Can't they just scare the doo-diddle out of you! It is bad enough that they can find things on their own to get into, but when people GIVE them things.......! A couple of weeks ago when Buck and i went down to mail box, next door neighbor pulled to get their mail and she was petting Buck--and told me how much he had enjoyed the pork rib bones her husband had tossed over the fence to him !!!!ARGGGGGG. I told her our dogs are not allowed bones. A few years ago I was at the vets with one of my dogs and i don't remember the details, except we were back in the work area (iCU, bone setting, stitching, dental, etc) and there was a beautiful chocolate lab puppy being worked on. Vet said it's temp was 107 and it had eaten a pork chop bone which splintered and punctured it's stomach and peritonitis had set in. I learned later the pup died. SOOOO no more bones for our dogs, even ones considered safe.
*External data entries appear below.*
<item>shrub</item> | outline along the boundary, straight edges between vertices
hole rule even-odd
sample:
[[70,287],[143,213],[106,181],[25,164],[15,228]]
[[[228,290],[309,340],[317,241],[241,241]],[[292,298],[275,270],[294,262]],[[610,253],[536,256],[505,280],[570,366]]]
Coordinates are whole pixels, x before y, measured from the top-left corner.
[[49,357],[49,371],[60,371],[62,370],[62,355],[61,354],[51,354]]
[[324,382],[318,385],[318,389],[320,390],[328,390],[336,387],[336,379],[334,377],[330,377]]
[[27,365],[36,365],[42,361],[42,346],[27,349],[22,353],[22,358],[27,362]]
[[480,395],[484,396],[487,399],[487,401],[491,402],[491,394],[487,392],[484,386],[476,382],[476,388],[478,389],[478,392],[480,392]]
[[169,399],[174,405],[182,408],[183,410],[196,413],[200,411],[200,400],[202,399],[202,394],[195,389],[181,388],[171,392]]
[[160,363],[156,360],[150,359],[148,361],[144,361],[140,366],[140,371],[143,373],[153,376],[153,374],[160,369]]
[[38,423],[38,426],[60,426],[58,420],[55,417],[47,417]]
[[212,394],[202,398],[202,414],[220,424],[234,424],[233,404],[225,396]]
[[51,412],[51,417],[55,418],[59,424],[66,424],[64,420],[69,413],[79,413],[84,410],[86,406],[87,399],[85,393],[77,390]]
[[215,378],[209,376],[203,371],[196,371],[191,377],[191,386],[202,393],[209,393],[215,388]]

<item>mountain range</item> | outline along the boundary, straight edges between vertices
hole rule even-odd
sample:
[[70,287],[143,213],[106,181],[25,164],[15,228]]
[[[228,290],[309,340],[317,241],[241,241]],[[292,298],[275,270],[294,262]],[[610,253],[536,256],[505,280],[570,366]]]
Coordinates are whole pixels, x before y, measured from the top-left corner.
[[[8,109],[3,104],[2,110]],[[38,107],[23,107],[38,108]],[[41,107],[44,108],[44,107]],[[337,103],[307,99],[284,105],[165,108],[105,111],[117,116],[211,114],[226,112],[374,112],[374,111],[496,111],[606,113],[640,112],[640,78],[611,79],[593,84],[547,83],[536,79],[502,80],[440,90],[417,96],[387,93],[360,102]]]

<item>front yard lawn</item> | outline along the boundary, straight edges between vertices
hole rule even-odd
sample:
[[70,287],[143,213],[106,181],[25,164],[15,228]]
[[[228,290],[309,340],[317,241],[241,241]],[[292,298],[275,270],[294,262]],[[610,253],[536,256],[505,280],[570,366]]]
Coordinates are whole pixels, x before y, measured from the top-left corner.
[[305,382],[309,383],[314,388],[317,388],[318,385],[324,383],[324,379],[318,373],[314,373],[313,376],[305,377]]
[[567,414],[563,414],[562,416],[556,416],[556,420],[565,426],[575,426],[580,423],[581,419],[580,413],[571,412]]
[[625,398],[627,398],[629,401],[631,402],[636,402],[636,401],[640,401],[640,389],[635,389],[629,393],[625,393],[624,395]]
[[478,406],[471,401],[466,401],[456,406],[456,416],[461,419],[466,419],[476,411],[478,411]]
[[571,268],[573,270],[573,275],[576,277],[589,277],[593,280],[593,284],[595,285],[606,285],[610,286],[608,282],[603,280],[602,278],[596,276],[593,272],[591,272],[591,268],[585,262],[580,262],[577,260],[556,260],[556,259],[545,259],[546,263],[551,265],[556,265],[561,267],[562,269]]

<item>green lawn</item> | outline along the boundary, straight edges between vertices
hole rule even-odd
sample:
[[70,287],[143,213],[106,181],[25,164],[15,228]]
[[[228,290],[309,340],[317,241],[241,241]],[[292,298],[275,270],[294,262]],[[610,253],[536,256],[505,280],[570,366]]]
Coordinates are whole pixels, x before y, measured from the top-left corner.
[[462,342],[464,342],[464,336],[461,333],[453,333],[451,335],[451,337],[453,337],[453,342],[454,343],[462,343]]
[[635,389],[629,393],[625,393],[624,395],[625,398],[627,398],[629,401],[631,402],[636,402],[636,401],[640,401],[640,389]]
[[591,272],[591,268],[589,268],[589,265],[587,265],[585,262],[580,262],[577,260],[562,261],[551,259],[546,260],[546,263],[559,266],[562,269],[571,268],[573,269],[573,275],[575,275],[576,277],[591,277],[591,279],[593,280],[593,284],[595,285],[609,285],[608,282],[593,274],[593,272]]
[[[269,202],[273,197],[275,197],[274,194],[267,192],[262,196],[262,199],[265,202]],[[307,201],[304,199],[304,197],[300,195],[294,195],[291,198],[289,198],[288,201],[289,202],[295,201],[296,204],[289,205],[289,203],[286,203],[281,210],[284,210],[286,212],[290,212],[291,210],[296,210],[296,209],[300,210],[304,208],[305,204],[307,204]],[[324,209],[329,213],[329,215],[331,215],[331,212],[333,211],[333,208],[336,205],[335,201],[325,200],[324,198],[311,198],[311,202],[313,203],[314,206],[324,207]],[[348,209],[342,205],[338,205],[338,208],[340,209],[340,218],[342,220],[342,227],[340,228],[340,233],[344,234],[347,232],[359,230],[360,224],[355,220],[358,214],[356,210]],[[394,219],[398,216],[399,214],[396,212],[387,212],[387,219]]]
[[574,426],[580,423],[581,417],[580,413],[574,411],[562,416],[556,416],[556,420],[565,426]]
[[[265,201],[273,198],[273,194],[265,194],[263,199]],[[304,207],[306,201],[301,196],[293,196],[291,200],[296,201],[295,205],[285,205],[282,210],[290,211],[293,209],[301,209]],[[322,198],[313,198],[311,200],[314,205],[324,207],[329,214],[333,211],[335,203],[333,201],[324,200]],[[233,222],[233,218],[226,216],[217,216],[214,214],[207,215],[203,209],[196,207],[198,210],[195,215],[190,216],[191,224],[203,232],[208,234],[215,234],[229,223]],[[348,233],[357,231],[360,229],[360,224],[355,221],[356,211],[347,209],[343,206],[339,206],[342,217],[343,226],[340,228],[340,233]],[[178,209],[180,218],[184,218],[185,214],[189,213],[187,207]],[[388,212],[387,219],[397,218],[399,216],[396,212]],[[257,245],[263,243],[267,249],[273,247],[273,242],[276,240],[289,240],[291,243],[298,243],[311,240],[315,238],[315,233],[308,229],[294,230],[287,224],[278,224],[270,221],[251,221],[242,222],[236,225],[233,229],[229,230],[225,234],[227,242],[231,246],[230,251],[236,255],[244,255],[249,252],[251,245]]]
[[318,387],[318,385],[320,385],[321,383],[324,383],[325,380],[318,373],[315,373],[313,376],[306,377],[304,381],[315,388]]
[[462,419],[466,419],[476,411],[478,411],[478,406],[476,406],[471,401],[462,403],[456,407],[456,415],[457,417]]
Went out to bring Honey and kayCee in the other day and Honey was running around with some in her mouth--I instantly thought neighbors (the kids) had thrown bones over to our dogs again even tho I said not to, but turned out to be a small flatish rock that she was tossing in air.


----------



## djdeeo (Jan 17, 2006)

At what age does this crazy chewing start? I was so lucky with my Cocker Spaniel, he hardly chewed anything. He still has all of his original puppy toys, he would just carry them around. So far Shamrock goes after some things,:no: but I catch and scold her, so far nothing ruined, I keep wating for the disasters to start, she is only 8 weeks right now. Any advice. She is also in crate, so I have some peace with that. I am more importantly glad to here she is healthy after that buffet she had.


----------



## RickGibbs (Dec 16, 2005)

We got Samson at 9 weeks, and he has always chewed. Anything that fits in his mouth, goes in his mouth.

Usually, when we catch him with something, we replace it with one of his toys... But he's swallowed a few things and shredded a few others. Once, he had a complete roll of toilet paper completed shredded and scattered around the living room. Somehow, he pulled that off while we were with him, watching TV. So apparently, he can do it pretty quietly.

Rick


----------



## krbshappy71 (Dec 30, 2005)

GREAT PICT! Here's mine, taken with the webcam. My sheltie figured out the linen closet door and got into the TP rolls. I've titled it, "Wore Out Shep"


----------